Fig. 3. Segregation of donor and recipient sequences after sister chromatid recombination. A clone containing 7.3 and 4.0 kb XhoI–HindIII SCneo fragments was subcloned. Each subclone contains either the 4.0 or the 7.3 kb XhoI–HindIII fragment as expected for segregation of sister chromatids to daughter cells. Presumably the 4.0 kb fragment served as the donor of information during DSB repair by LTGC to generate the 7.3 kb fragment on the recipient chromatid. Genomic DNA from each subclone was digested with XhoI and HindIII and subjected to Southern blot analysis using a neo gene probe.

Fig. 4. Structure of sister chromatid recombination products. To derive the structures, genomic DNA from each LTGC clone was digested with the indicated restriction enzymes and subjected to Southern blot analysis. The total number of events obtained for each class is indicated. H, HindIII; N, NcoI; S, SalI; B, BamHI; Bst, BstXI; Sac, SacI; Spe, SpeI; X, XhoI, (X,H), either a XhoI or HindIII site.

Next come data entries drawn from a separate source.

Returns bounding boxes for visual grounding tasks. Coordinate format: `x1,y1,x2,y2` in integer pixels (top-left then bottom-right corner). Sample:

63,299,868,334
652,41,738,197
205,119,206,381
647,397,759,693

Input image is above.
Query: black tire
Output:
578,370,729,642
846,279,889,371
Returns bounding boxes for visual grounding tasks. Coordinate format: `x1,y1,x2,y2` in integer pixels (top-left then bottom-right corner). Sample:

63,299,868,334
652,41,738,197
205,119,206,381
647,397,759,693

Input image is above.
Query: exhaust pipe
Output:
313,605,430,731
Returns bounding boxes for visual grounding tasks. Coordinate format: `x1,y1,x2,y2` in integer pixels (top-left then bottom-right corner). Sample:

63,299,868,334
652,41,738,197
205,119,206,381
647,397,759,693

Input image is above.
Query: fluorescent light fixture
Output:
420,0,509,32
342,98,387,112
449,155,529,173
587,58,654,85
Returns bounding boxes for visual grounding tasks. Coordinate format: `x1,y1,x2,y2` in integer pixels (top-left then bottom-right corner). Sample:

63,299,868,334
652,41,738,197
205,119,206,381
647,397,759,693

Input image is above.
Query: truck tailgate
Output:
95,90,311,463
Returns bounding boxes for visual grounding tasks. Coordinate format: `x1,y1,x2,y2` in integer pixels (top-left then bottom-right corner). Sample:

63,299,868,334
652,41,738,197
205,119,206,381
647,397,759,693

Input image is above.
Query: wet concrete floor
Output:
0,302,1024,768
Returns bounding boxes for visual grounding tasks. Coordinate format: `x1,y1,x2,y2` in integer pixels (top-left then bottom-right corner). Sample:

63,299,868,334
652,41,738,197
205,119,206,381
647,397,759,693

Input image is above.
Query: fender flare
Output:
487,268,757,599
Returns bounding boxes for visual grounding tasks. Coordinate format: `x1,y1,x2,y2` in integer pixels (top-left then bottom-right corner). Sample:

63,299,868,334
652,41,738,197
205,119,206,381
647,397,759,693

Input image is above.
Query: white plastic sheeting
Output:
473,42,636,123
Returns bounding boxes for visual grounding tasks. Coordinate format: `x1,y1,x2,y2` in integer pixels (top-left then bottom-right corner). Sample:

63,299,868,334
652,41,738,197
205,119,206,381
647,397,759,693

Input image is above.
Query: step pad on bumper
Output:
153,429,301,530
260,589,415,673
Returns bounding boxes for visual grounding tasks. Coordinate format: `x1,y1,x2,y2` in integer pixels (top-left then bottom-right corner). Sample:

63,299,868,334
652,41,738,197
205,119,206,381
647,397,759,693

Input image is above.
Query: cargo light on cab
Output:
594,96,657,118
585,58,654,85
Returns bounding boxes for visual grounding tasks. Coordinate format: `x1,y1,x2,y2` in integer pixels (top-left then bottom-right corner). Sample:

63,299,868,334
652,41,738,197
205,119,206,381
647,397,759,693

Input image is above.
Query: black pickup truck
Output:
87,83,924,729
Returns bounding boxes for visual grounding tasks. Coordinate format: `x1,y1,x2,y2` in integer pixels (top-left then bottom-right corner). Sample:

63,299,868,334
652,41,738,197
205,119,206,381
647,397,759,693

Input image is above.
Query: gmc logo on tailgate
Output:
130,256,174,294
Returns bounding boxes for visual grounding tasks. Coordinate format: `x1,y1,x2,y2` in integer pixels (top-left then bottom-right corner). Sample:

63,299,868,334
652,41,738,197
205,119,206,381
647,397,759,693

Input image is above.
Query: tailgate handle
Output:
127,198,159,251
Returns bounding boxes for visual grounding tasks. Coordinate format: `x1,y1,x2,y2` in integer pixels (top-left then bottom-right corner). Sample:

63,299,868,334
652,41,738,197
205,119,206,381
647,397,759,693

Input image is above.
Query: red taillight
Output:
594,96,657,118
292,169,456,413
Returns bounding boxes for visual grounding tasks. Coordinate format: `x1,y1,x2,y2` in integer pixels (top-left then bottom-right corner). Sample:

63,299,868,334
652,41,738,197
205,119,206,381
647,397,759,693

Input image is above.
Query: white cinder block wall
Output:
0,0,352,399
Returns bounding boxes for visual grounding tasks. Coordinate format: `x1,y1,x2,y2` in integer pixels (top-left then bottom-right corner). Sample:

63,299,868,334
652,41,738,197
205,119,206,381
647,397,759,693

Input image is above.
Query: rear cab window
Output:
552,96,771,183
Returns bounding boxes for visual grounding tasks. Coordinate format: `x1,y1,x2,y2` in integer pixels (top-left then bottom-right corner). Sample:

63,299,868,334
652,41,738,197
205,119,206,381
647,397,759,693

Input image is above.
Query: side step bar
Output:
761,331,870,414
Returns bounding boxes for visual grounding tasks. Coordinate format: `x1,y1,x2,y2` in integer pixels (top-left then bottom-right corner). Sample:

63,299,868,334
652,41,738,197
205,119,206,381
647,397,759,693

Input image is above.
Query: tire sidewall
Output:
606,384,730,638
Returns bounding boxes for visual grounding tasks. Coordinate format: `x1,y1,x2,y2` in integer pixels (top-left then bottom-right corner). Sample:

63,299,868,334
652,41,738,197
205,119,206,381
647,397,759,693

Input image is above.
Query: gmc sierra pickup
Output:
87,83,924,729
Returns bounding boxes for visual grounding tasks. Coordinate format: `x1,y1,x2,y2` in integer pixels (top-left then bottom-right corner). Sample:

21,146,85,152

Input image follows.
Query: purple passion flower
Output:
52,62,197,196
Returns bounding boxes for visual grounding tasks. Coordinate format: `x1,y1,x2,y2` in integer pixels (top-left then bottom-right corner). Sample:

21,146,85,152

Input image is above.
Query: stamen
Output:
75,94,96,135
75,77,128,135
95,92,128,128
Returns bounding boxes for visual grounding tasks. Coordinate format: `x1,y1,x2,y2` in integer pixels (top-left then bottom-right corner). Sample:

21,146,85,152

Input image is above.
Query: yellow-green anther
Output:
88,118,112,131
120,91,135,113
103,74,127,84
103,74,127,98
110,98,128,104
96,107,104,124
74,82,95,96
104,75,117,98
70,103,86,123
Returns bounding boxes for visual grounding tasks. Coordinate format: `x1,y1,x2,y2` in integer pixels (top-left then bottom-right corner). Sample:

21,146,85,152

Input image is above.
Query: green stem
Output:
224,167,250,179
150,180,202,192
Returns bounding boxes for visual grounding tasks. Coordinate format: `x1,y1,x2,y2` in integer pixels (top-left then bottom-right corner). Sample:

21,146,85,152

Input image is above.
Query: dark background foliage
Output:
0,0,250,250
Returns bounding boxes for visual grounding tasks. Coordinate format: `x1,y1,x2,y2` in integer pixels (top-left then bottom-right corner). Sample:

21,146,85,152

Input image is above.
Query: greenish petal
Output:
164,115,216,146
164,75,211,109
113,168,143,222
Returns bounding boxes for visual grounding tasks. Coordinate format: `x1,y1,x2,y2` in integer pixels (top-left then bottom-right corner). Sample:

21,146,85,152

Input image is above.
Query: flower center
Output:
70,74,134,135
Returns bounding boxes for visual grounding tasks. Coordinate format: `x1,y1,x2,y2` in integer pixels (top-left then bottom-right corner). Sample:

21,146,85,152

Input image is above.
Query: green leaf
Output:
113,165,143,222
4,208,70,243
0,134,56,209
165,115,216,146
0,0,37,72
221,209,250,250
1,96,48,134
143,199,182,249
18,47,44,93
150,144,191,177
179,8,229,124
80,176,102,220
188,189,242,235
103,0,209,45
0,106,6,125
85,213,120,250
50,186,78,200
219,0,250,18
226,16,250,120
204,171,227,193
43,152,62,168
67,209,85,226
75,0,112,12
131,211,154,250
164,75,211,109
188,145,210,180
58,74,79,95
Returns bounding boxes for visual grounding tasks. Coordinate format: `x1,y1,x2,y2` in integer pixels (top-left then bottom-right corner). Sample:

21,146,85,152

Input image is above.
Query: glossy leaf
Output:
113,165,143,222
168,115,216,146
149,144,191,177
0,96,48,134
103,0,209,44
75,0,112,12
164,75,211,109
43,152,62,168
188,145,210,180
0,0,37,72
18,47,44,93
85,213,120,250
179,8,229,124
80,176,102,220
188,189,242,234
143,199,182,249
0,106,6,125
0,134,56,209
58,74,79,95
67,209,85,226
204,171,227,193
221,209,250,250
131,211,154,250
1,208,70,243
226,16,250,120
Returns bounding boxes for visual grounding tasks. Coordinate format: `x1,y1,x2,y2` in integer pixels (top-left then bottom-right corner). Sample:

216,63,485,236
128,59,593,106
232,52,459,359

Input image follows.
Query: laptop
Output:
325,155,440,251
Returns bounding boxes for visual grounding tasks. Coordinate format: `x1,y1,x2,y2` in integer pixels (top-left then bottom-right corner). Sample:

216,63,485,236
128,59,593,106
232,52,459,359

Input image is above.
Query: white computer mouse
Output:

Fig. 5. Model for the generation of sister chromatid gene conversion events. LTGC and LTGC/NHEJ events can be initiated by strand invasion of the broken S2neo gene into the 3′ neo gene on the sister chromatid, with repair synthesis primed by the invading end. (A) In an LTGC event, repair synthesis continues into the downstream S2neo gene and is followed by homologous annealing of the newly synthesized strand to the end of the broken chromatid. (B) In an LTGC/NHEJ event, repair synthesis terminates downstream of the neo⁺ gene and is followed by NHEJ of the newly synthesized strand to the end of the broken chromatid. See text for details.